The Jacobian spectral radius estimate should be provided by the user in order to properly select the value of auxiliary time step \(\omega \). In our tests we compute this estimate on each step using Gershgorin theorem. This estimate is also used for switching between ‘stiff’ and ‘non-stiff’ GPI methods. In stiff case we use the ‘preconditioned’ residual function (9) with 7-stage auxiliary method from Fig. 2. In non-stiff case we use ordinary residual (2) with explicit Euler auxiliary method which linear convergence regions have been shown in the first row of Fig. 1.

Further details of the implementation the interested reader can find in [1].

Since GPI methods are actually explicit, in its current state our code can not compete with implicit methods in cases when Newton’s method is applicable. That’s why we compare the performance of our code with highly-regarded DOP853 code, which implements explicit Dormand-Prince RK methods with variable order and is applicable in case of mildly stiff problems. We used C language version of this codeFootnote 2. Each diagram shows results of the solvers with required absolute tolerance settings \(Atol=10^{-i}\), \(i=2,3,\ldots ,10\). The actual absolute error at the endpoint and elapsed CPU time measured in seconds are depicted in logarithmic scales.

The experiment was performed on a machine with 4-core Intel Core 2 Quad Q6600 2.4 GHz processor and Linux operating system.

2.1 HIRES Problem

The first test problem is the well-known HIRES problem which describes a chemical reaction of photomorphogenesis [3, Section IV.10]. This is a system of 8 nonlinear ODEs. The endpoint of integration is 421.8122, the reference solution was downloaded from E. Hairer’s webpageFootnote 3. The results of the experiment are shown in Fig. 3. We see that for moderate tolerances the serial GPI code outperforms DOP853, which is quite surprising. The parallel version works much slower, which is expected, since the dimension of the system is too small and thus the parallelization overhead is higher than the speed-up.
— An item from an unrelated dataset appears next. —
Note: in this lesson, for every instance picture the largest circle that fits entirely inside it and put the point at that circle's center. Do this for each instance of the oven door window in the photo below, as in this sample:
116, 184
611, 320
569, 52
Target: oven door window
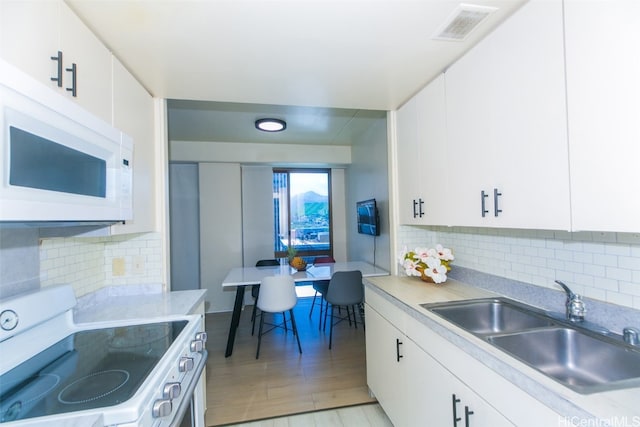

One may also note the unnatural behavior of GPI codes for \(Atol=0.01\), which means that the error controlling mechanism needs to be tweaked.

Fig. 3.
figure 3

HIRES problem test results.

2.2 BRUSS2D Problem

The second is another classic test problem BRUSS-2D which is a method-of-lines discretisation of two-dimensional parabolic reaction-diffusion PDE [3, Section IV.10]. We solved this problem on two spatial grids: \({64\times 64}\) (Fig. 4) and \({128\times 128}\) (Fig. 5). The value of the diffusion coefficient \(\alpha \) is 1 in both cases.

Fig. 4.
figure 4

BRUSS-2D problem with \(N=64\), \(\alpha =1\). The dimension of ODE is 8192.

Fig. 5.
figure 5

BRUSS-2D problem with \(N=128\), \(\alpha =1\). The dimension of ODE is 32768.

For both of these tests the parallel version of GPI (running on 4 processors) was approximately 2.5 times faster than the serial.